The Sun-Times reported Friday that plainclothes officers who were asked to wear their uniforms following the Paris terrorist attacks to "ease people's minds" will continue to wear uniforms through next week for the video release.
Rev. Michael Pfleger of St. Sabina's, a prominent anti-violence activist on the South Side, said the city reached out to him to learn about his plans surrounding the video release. They are concerned about potential violence and hope Pfleger will be a voice for peace, he told DNAinfo Chicago.
“Of course I’m gonna be that,” Pfleger said. “I never, ever, ever believe in violence being the response. I’m a follower of Dr. King. I believe in the power of non-violence. Civil disobedience, yes. But non-violence.
“Everybody I’ve talked to [since yesterday has said], ‘We should not have any violence.’ If we respond with violence, then we are no better than the perpetrators we’re angry with. There should be no violence.”
Pfleger said he is sharing a message of peace on platforms like Facebook and will preach about non-violence on Sunday.
Community activist Andrew Holmes said he and other leaders also hope to spread a message of peace and keep riots from breaking out.

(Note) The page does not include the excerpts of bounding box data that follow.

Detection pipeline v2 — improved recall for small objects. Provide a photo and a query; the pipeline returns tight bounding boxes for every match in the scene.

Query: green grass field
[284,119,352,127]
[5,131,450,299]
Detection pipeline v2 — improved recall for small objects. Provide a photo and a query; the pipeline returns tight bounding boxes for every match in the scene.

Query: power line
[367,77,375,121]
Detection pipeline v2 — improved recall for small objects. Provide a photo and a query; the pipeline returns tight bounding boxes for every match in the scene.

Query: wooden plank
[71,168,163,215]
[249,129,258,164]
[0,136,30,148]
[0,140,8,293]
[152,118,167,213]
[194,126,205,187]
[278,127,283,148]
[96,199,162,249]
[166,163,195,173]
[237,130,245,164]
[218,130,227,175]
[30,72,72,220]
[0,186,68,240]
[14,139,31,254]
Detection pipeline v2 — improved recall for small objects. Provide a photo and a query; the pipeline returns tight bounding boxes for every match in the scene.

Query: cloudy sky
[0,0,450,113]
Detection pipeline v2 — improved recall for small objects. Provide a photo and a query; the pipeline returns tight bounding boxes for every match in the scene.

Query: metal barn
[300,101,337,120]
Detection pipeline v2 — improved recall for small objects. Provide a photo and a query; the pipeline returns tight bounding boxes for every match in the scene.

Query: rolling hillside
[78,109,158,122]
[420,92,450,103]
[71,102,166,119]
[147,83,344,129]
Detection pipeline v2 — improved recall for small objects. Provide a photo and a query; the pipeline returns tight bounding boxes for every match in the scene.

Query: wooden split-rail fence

Chicago should be an “example city,” Holmes said.
“First and foremost, I’m personally gonna be praying,” Holmes said. “Absolutely [I'll be] out here, asking for peace and asking that [Chicagoans] not riot, not tear up the city, let the process take its course. And I believe certain individuals will be held accountable, and I want the city and the residents to respect that and let the process take its course.”